By Justin Gillis
Mr. Gillis is a former New York Times environmental reporter and a contributing opinion writer.
PARIS — The angry graffiti have been blasted off the Arc de Triomphe with water jets, leaving unnaturally white patches scarring the base of France’s national monument. The husks of incinerated cars have been cleared from the streets, the glass from shattered store windows swept up. The government has taken steps to appease the demonstrators, which may be working.
With a bit of calm upon us, now would be a good time for those of us concerned about climate change to engage in some introspection.
The violent demonstrations that flared this fall in France were a culmination of decades of rising anger among the working class, it is true, but they were triggered by plans to impose a tax hike on gasoline and diesel fuel at the pump in the name of fighting climate change. Only three years ago, French monuments were bathed in green floodlights to celebrate a global deal negotiated in a Paris suburb to limit emissions; now we are scraping ugly slogans off those monuments.
Days before the French fury boiled over in November, voters in one of most liberal American states, Washington, once again rejected a plan to tax emissions of carbon dioxide in the name of fighting climate change.
These tax proposals all spring from basic economic theory. If people and companies are abusing a public good — in this case, by dumping greenhouse gases into the atmosphere — the answer, economists tell us, is to put a price on that activity that reflects the harm and encourages the development of more benign alternatives. Because most of the gases that cause climate change contain carbon in some form, the shorthand term for this policy is a “carbon price.”
Yet the climate movement has, I fear, turned this potentially useful tool into a fetish. Discuss any aspect of the emissions problem these days and you will quickly hear somebody say, “A price is the answer,” or equivalent words. You hear that from the lips of politicians, from newspaper editorial boards, from utility executives and even from the heads of oil companies.
Yet the put-a-price-on-it mantra is proving, in practice, to be a political failure. The Democrats could not get such a policy through Congress even when they had big majorities in the first two years of the Obama administration. Efforts to sell Republicans on the idea that this is the most market-friendly approach to the emissions problem have failed miserably, and will continue to fail.
Proponents of carbon pricing like to point out that variants of the idea have spread all over the world, including to all the countries of the European Union and several American states and Canadian provinces. This is true, but when you look at how these systems have worked in practice, the picture grows murky. Invariably, huge political capital was spent to push through a carbon price too low to spur the rapid reductions in emissions that we need.

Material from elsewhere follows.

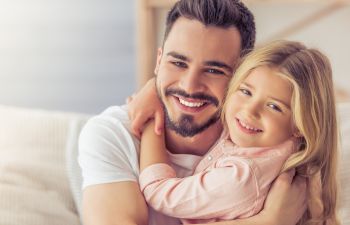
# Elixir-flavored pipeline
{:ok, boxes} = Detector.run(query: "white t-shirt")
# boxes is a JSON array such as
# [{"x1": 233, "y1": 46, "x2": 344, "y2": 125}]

Cases that are held up as demonstrating the purported success of carbon pricing, like a tax in British Columbia, mostly prove that if you slap on a modest carbon price, you will get a modest economic response. That people may get used to paying the low tax does not seem to make it much easier, in these jurisdictions, to raise the price to a level where it will really bite.
The basic political problem is that the climate movement still does not have the strength of numbers to overcome entrenched opposition and put in the kind of stiff-and-rising taxes we would need to do the job. The oil companies may claim they want carbon pricing, but a subset of them spent more than $30 million in Washington State to kill the tax proposal there, twice as much money as the proponents were able to raise in support of their intelligent, carefully designed plan.
Damn the oil companies if you will, but they persuaded 56 percent of the voters to take their side, carrying every county in the state but two. What that vote, and the French protests, tell us is that any proposal to raise energy prices is going to run into a buzz saw of opposition, including from working-class people who already feel like they are being mistreated.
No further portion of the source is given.